The ish I got is #3, dated winter 79/80, and its got 26 pages inc. covers of not only the expected Velvet homage but loads on solo Lou fodder which would figure given how he was riding his career into superstardom at that very nanosecond and hey, why knock a cash cow when one sees it. You get the expected fanzine standards here, Velvet lyrics, recent news, a cartoon and even a crossword to do while listening to TAKE NO PRISONERS I'd surmise. As you'd expect the lyrics don't quite match up with what we eventually found out Lou was really singing, but given all of those poor pressings and cheapo stereos we hadda rely on back then it's any wonder these guys got as many words outta them speakers as they did. The cartoon is OK, no KICKOUT D. JAMZ mind you but fine enough, especially the part where Lou starts singing "Jesus, help me write a decent song"! And although I never do crossword puzzles (they remind me of a sad time in my life) it was kinda interesting to read the clues and then figure out the answers w/o marking up my copy thus letting it go down in value if I decide to sell the thing and retire.

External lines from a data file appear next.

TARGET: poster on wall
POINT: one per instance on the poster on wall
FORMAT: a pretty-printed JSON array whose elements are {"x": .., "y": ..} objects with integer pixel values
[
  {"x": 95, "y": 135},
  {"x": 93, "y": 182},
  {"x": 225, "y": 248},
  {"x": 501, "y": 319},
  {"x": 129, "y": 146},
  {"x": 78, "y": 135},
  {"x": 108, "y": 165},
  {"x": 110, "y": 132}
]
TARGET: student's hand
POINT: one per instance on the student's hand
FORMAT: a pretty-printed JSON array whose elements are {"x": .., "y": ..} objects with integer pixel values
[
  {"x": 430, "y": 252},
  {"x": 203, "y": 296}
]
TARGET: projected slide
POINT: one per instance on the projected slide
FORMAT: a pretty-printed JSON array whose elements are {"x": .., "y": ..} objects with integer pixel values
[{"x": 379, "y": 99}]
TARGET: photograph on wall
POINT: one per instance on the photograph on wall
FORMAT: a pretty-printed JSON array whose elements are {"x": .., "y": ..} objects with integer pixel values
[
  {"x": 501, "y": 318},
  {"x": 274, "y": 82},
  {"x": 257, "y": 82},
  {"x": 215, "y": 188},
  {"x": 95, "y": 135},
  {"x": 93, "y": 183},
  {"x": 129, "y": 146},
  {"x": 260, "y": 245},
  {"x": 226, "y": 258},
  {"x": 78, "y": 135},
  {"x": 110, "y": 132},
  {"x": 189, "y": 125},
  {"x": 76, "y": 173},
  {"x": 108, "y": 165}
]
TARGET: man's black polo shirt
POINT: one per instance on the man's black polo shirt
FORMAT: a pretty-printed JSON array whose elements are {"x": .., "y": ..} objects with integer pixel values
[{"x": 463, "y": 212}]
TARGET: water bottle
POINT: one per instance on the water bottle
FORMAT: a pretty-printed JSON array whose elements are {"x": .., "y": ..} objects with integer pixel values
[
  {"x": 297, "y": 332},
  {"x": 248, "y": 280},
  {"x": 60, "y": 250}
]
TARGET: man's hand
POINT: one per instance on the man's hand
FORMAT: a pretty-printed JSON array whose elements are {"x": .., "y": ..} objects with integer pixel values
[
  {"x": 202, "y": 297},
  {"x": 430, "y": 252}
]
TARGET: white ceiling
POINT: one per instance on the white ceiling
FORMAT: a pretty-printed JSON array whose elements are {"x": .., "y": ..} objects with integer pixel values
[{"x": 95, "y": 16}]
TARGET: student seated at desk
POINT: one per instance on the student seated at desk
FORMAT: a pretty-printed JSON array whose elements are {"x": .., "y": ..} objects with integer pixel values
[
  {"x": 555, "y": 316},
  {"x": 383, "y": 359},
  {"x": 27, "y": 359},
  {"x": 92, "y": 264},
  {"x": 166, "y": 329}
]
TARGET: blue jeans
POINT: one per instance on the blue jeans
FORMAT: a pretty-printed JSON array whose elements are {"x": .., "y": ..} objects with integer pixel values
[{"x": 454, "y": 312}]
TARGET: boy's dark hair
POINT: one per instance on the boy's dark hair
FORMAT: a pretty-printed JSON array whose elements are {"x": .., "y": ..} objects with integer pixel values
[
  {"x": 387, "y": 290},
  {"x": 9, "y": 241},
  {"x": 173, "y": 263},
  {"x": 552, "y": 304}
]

Other bits range from "hokay" (a list of recent Velvets covers) to hunh? (a spoof review of the Lou Reed Xmas LP on RCA Camden that doesn't quite hit the mark the way those fictitious CREEM and TEENAGE WASTELAND GAZETTE writeups did earlier). A review of Lou at the Hammersmith Odeon was good if only for historical purposes. One article I did enjoy was the one on the perhaps not-so-strange attitude that the now-defunct English weekly MELODY MAKER had towards the Velvets. Not that anything other than derision was to have been expected...after all MM were banking their bux on the progressive rock market which they pretty much cornered in the music weekly field (leaving NME to fend for the high energy punk segment of society) and bashing the paper as well as its spiritual figurehead Chris Welch might just be as futile as berating ELP for not sounding like the Velvets themselves! Still it is a fun exercise detailing the paper's disdain then sheepish acceptance of solo star Lou trying to eke anything outta his own fame that they could to pump into their own coffers!
Nice labor here. I gotta say that I enjoyed DIFFERENT TIMES even though it doesn't have the all out capturing of the Velvets' energy and mystique that WHAT GOES ON had not forgetting the in-depth scrutiny of Mercurio's pub. But hey, given that this one was cranked out at the tail end of an era of rock & roll as a force for teenage decadent energy thus containing many of the same powers that still permeated music and print I can't complain. As far as these crankout fanzines go at least DIFFERENT TIMES has a good feeling to it and captures at least some of the same qualities that I love about the Velvets' music within their faint, third-generation xeroxed pages.